If You purchase or subscribe to the Service, You agree that Shefield Barry may disclose the fact that You are Our customer. During the Term of this Agreement, and unless otherwise set forth, You grant Us the right to reference Your company name, along with Your logo, in marketing materials and on Our public web site until such time as Your use of the Service is discontinued.  You may opt out of this disclosure if you provide us notification in writing (including email to support@SheffieldBarry.com) at any time.

  1. Miscellaneous

10.1 Governing Law. These TOS are governed and construed under the laws of the United States of America without reference to its conflicts of laws principles. In no event shall these TOS be subject to the United Nations Convention on Contracts for the International Sale of Goods.

10.2 Arbitration. Any disputes that cannot be amicably resolved by the parties shall be resolved by final and binding arbitration before a single arbitrator under the rules of the International Arbitration Association. The arbitration will take place in San Francisco, California. Arbitration costs and reasonable documented attorneys’ costs of both parties will be borne by the losing party.
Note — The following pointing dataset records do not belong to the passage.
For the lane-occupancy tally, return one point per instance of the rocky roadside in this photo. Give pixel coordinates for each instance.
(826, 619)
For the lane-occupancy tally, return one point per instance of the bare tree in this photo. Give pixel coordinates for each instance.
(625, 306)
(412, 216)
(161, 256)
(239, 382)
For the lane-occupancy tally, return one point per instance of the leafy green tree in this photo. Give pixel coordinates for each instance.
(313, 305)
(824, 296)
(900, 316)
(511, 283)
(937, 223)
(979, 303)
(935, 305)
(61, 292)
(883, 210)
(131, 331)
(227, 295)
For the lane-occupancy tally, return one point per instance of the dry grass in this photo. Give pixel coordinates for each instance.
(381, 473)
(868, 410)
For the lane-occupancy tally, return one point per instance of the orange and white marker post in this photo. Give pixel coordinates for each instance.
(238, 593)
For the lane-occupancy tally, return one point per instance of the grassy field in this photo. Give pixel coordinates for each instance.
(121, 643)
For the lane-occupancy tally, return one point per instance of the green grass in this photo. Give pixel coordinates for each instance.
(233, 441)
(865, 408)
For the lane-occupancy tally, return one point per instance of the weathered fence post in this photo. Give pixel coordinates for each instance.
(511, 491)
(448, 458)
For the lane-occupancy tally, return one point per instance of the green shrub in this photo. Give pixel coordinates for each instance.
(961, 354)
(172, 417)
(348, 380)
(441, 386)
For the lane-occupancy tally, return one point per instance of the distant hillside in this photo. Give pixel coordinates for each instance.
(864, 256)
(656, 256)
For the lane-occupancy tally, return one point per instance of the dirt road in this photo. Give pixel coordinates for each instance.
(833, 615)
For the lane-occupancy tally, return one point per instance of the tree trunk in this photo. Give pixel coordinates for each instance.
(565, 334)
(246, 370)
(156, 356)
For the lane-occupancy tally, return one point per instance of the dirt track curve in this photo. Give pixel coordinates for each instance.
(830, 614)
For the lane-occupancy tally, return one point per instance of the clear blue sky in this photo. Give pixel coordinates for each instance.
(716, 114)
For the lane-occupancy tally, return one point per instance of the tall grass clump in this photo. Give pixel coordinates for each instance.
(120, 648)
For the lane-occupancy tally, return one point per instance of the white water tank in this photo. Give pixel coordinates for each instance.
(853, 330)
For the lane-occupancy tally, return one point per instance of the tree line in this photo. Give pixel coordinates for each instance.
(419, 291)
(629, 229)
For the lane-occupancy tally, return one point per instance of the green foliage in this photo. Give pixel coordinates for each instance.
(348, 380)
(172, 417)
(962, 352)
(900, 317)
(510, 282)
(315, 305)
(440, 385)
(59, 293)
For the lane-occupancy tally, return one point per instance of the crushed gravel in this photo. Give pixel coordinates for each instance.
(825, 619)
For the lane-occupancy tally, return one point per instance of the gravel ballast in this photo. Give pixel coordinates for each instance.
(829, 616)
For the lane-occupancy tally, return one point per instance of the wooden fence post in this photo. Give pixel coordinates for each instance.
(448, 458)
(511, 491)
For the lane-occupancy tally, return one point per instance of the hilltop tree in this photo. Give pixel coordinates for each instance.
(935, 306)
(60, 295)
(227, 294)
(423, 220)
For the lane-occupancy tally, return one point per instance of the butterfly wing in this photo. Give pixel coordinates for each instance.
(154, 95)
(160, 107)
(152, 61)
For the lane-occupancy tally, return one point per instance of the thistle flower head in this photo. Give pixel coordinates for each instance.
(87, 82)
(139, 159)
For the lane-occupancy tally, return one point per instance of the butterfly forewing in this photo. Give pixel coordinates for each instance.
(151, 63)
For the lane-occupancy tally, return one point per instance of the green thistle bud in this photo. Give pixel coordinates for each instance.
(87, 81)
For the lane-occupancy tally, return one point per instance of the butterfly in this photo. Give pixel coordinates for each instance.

10.3 Assignment. Neither party shall assign this Agreement (or any of its rights hereunder), or delegate its obligations hereunder without the prior written consent of the other party. Any such assignment shall render this Agreement null and void.

10.4 Force Majeure. Under no circumstances shall Sheffield Barry be liable for failure to fulfill Our obligations under these TOS for delays in delivery due to acts of God, man-made or natural disasters, earthquakes, fire, riots, flood, material shortages, strikes, delays in transportation or inability to obtain labor or materials through its regular sources. The time for performance of any such obligation shall be extended for the time period lost by reason of the delay.

10.5 Severability. If any provision hereof should be held invalid, illegal or unenforceable in any jurisdiction, the parties shall negotiate in good faith a valid, legal and enforceable substitute provision that most nearly reflects the original intent of the parties and all other provisions hereof shall remain in full force and effect in such jurisdiction and shall be liberally construed in order to carry out the intentions of the parties hereto as nearly as may be possible. Such invalidity, illegality or unenforceability shall not affect the validity, legality or enforceability of such provision in any other jurisdiction.

10.6 Entire Agreement. These TOS as amended from time to time including any schedules and exhibits attached hereto and any executed Order Forms comprise the entire agreement between Sheffield Barry with respect to the subject matter hereof and supersede all prior representations, agreements and understandings, written or oral.